Editorial, par Daniel Stoecklin, 17 décembre 2014 -cide-

> Le prix Nobel de la paix 2014 décerné à la jeune pakistanaise Malala Yousafzai pour son combat en faveur de l'éducation pour les filles et à l'Indien Kailash Satyarthi pour sa lutte contre l'exploitation au travail des enfants récompense aussi symboliquement tous les défenseurs des droits de l'enfant et leur engagement sans relâche pour que soit mieux respectée la Convention relative aux Droits de l'Enfant (CDE) dans le monde. Cet engagement peut être direct et pratique, mais aussi indirect et théorique, à travers l'information et la formation aux droits de l'enfant. Les droits de l'enfant s'articulent toujours avec des devoirs. Ce que le prix Nobel souligne indirectement c'est aussi notre devoir d'éducation. L'accès à l'éducation n'est pas tout, encore faut-il définir la forme que cette éducation doit prendre.

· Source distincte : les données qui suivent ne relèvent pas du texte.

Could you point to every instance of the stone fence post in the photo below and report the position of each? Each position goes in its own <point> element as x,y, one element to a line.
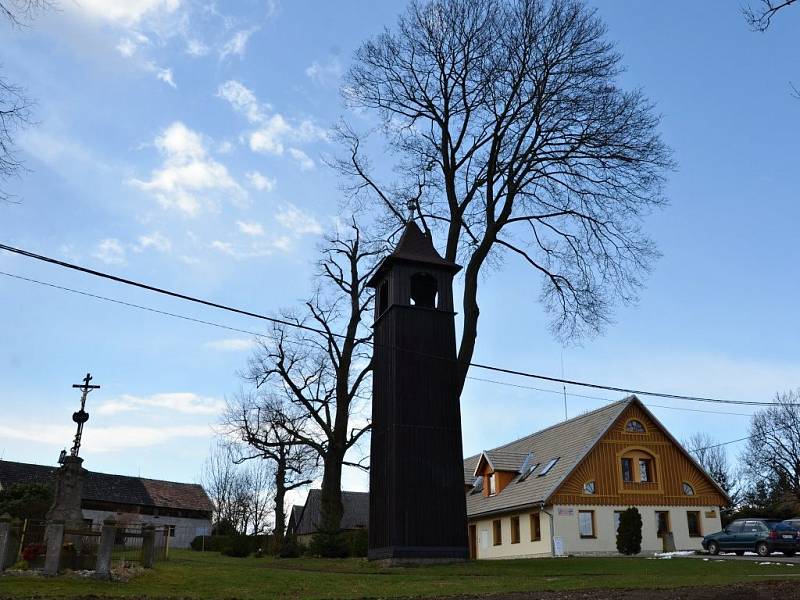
<point>8,543</point>
<point>105,548</point>
<point>148,546</point>
<point>54,538</point>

> Dans la conférence magistrale intitulée « Droits de l'enfant et devoir d'éducation » que Philippe Meirieu (Université Lumière, Lyon) a donné le 20 novembre à Genève dans le cadre de la célébration du 25ème anniversaire de la CDE, le spécialiste de pédagogie a remarquablement montré que les droits de l'enfant sont en étroite articulation avec notre devoir d'éducation. Car l'éducation est la formation du sujet, et c'est elle qui permet d'actualiser les droits-libertés, comme la liberté d'expression (art. 13 CDE) ou le droit d'être entendu (art. 12 CDE). Or, toute formation implique une certaine contrainte. Entre autres pédagogues modernes, Janusz Korczak a parlé de la « belle contrainte », qui n'est pas l'ennemi de la liberté d'expression mais bien au contraire sa condition. C'est en effet la contrainte, l'effort à faire pour surmonter un obstacle, qui permet l'émergence de la pensée et la construction de la liberté.

> Cette réflexion sur la « contrainte » appropriée dans l'éducation des enfants permet de souligner que les droits de l'enfant ne sont pas pour l'élimination de toute contrainte pour les enfants. L'éducation pour tous et l'élimination de l'exploitation au travail, qui sont les luttes qui viennent d'être récompensées par le prix Nobel, ne sont pas des projets pour l'émergence de « l'enfant-roi ». Au contraire, l'engagement pour les droits de l'enfant, que ce soit au niveau pratique ou académique, s'ancre dans une haute exigence envers soi-même et les autres : savoir fixer des limites appropriées. Des précurseurs des droits de l'enfant à ses plus éminents représentants actuels, cette exigence traverse tout le mouvement.

> Le prix Nobel qui vient d'être décerné est comme un hommage à une conception équilibrée des droits humains, qui relie droits et devoirs. Espérons que cette haute distinction contribuera au développement d'une éducation basée sur la relation entre droits et devoirs, cette relation étant au fondement de toute civilisation. On devrait voir une école comme civilisée seulement si elle intègre les droits de l'enfant aux devoirs de l'élève.